All of lore.kernel.org
 help / color / mirror / Atom feed
From: Alistair Popple <apopple@nvidia.com>
To: Dan Williams <dan.j.williams@intel.com>
Cc: linux-mm@kvack.org, vishal.l.verma@intel.com,
	dave.jiang@intel.com, logang@deltatee.com, bhelgaas@google.com,
	jack@suse.cz, jgg@ziepe.ca, catalin.marinas@arm.com,
	will@kernel.org, mpe@ellerman.id.au, npiggin@gmail.com,
	dave.hansen@linux.intel.com, ira.weiny@intel.com,
	willy@infradead.org, djwong@kernel.org, tytso@mit.edu,
	linmiaohe@huawei.com, david@redhat.com, peterx@redhat.com,
	linux-doc@vger.kernel.org, linux-kernel@vger.kernel.org,
	linux-arm-kernel@lists.infradead.org,
	linuxppc-dev@lists.ozlabs.org, nvdimm@lists.linux.dev,
	linux-cxl@vger.kernel.org, linux-fsdevel@vger.kernel.org,
	linux-ext4@vger.kernel.org, linux-xfs@vger.kernel.org,
	jhubbard@nvidia.com, hch@lst.de, david@fromorbit.com
Subject: Re: [PATCH 07/12] huge_memory: Allow mappings of PMD sized pages
Date: Mon, 14 Oct 2024 17:53:31 +1100	[thread overview]
Message-ID: <87bjznnp6v.fsf@nvdebian.thelocal> (raw)
In-Reply-To: <66f61ce4da80_964f2294fb@dwillia2-xfh.jf.intel.com.notmuch>


Dan Williams <dan.j.williams@intel.com> writes:

> Alistair Popple wrote:
>> Currently DAX folio/page reference counts are managed differently to
>> normal pages.

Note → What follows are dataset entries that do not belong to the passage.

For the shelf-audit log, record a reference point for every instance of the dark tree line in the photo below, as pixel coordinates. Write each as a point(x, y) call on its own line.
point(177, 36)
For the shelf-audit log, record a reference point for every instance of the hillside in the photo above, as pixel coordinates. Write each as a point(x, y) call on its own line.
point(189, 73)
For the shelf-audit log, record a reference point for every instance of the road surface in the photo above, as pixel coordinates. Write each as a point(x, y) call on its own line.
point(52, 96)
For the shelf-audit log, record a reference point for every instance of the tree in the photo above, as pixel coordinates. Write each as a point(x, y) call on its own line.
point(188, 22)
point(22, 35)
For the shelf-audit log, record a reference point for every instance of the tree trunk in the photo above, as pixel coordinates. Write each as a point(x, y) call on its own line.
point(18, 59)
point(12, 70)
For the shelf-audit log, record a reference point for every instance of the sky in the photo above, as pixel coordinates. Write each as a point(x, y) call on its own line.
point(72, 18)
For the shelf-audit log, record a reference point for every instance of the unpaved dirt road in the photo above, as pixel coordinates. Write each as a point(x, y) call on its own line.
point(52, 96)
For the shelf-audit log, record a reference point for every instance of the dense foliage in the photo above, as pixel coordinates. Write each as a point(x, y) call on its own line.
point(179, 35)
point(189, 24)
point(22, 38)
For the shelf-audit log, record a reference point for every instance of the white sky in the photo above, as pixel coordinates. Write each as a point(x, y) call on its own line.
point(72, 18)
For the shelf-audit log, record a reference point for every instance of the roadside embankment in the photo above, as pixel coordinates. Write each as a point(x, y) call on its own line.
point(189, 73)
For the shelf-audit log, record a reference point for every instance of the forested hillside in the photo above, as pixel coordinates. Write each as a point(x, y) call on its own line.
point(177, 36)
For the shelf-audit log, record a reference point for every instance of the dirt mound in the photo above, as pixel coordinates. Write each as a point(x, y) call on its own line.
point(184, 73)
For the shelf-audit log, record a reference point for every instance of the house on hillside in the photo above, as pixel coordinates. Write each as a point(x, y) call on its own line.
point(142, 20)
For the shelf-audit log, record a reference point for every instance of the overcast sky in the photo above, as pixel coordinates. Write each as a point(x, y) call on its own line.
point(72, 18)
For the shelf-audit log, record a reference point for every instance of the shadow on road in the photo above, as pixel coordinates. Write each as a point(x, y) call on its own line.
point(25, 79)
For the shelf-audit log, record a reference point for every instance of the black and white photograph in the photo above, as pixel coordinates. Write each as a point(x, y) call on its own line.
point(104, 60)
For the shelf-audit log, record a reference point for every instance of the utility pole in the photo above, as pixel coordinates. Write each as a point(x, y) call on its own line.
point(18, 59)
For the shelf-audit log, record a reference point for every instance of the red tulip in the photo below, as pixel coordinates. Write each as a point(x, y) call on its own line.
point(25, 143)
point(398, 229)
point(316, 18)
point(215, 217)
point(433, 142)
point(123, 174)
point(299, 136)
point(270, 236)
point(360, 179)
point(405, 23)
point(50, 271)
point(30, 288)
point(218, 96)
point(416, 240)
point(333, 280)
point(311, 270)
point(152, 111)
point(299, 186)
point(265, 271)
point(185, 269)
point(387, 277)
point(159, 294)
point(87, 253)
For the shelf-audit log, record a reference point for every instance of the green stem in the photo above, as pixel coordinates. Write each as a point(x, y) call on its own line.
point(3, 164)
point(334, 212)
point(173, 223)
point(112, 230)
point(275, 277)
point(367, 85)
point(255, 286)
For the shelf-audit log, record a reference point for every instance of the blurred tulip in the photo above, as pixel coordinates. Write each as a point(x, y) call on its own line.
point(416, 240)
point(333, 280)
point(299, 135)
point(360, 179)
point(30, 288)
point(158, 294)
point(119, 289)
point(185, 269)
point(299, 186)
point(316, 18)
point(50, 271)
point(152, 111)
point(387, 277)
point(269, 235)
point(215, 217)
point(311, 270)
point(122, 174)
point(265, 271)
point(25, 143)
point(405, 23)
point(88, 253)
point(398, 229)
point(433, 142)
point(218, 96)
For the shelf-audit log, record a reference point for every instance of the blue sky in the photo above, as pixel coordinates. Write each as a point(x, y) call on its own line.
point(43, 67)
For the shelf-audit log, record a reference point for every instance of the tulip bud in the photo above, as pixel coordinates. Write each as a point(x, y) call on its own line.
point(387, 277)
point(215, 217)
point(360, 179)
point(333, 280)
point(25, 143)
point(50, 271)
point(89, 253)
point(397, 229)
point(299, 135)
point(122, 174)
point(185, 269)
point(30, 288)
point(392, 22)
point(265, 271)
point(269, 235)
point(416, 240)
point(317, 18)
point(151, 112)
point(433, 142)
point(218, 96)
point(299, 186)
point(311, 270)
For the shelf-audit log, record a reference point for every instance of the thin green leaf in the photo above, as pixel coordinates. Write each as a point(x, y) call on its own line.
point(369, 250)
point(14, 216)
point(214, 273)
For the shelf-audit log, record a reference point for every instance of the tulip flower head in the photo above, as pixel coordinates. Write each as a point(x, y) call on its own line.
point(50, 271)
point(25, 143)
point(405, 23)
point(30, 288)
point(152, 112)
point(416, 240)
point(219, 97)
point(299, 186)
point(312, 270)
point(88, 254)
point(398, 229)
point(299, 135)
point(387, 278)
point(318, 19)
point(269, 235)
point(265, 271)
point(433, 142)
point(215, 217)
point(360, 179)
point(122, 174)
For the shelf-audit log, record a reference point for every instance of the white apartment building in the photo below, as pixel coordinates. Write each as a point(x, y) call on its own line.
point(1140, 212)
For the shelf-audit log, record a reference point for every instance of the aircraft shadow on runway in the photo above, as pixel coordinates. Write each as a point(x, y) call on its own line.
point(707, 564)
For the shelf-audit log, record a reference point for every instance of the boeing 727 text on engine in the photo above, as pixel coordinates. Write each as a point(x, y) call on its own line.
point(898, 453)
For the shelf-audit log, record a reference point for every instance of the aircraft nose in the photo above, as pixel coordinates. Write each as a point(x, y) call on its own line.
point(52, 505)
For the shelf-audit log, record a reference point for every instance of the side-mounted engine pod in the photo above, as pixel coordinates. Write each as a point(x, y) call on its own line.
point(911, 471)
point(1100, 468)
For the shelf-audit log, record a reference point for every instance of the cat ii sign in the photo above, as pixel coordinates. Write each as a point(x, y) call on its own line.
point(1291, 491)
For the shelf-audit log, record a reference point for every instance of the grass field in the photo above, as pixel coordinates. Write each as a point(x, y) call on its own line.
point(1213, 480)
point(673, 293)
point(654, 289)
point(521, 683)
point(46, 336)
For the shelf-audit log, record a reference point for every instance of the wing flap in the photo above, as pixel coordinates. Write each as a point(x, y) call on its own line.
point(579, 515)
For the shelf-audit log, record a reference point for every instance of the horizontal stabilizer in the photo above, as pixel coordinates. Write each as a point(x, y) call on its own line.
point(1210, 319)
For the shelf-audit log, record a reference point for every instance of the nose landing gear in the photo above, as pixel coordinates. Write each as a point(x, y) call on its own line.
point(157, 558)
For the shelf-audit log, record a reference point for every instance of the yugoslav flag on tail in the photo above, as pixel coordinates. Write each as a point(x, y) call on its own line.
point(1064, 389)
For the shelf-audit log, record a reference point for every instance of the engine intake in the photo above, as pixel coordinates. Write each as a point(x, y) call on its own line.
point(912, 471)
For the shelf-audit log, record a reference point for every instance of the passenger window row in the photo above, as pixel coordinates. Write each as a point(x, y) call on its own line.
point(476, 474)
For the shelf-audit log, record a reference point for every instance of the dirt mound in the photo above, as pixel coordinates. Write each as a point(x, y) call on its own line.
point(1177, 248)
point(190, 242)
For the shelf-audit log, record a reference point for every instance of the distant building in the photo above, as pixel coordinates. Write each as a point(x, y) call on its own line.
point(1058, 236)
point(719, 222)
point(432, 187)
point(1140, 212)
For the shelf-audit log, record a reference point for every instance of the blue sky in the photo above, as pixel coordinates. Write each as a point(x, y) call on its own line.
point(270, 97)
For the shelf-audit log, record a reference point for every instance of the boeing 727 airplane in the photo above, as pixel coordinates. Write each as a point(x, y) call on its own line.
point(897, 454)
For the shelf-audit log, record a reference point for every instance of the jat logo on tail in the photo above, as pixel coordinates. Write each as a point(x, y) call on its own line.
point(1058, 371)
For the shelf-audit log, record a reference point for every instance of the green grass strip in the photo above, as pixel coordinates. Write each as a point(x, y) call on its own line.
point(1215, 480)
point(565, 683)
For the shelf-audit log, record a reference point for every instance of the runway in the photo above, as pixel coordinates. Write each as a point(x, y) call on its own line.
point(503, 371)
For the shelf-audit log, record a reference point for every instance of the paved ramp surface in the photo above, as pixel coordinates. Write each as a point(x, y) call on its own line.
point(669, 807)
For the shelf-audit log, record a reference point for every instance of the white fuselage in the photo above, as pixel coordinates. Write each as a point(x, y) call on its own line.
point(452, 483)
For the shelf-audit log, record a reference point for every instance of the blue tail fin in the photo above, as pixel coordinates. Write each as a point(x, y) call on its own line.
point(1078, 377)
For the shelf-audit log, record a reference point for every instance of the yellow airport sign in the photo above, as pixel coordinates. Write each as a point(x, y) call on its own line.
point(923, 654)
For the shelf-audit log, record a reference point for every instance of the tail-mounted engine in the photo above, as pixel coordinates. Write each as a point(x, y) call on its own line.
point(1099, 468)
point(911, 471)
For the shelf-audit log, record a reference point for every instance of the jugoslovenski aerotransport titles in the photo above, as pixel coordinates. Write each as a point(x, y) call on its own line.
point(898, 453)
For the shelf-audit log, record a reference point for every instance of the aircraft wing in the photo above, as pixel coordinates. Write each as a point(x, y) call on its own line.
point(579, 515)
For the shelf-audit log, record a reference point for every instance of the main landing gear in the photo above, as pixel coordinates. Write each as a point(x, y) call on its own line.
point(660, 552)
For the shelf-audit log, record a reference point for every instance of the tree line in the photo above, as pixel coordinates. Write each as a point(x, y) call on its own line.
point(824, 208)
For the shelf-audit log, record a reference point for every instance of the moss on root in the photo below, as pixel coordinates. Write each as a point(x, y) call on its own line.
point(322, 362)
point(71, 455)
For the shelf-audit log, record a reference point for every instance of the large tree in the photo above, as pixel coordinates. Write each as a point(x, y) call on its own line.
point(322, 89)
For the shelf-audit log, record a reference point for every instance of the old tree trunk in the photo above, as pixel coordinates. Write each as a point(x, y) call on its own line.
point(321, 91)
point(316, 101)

To allow these to be managed the same as normal pages
>> introduce dax_insert_pfn_pmd. This will map the entire PMD-sized folio
>> and take references as it would for a normally mapped page.
>> 
>> This is distinct from the current mechanism, vmf_insert_pfn_pmd, which
>> simply inserts a special devmap PMD entry into the page table without
>> holding a reference to the page for the mapping.
>
> It would be useful to mention the rationale for the locking changes and
> your understanding of the new "pgtable deposit" handling, because those
> things make this not a trivial conversion.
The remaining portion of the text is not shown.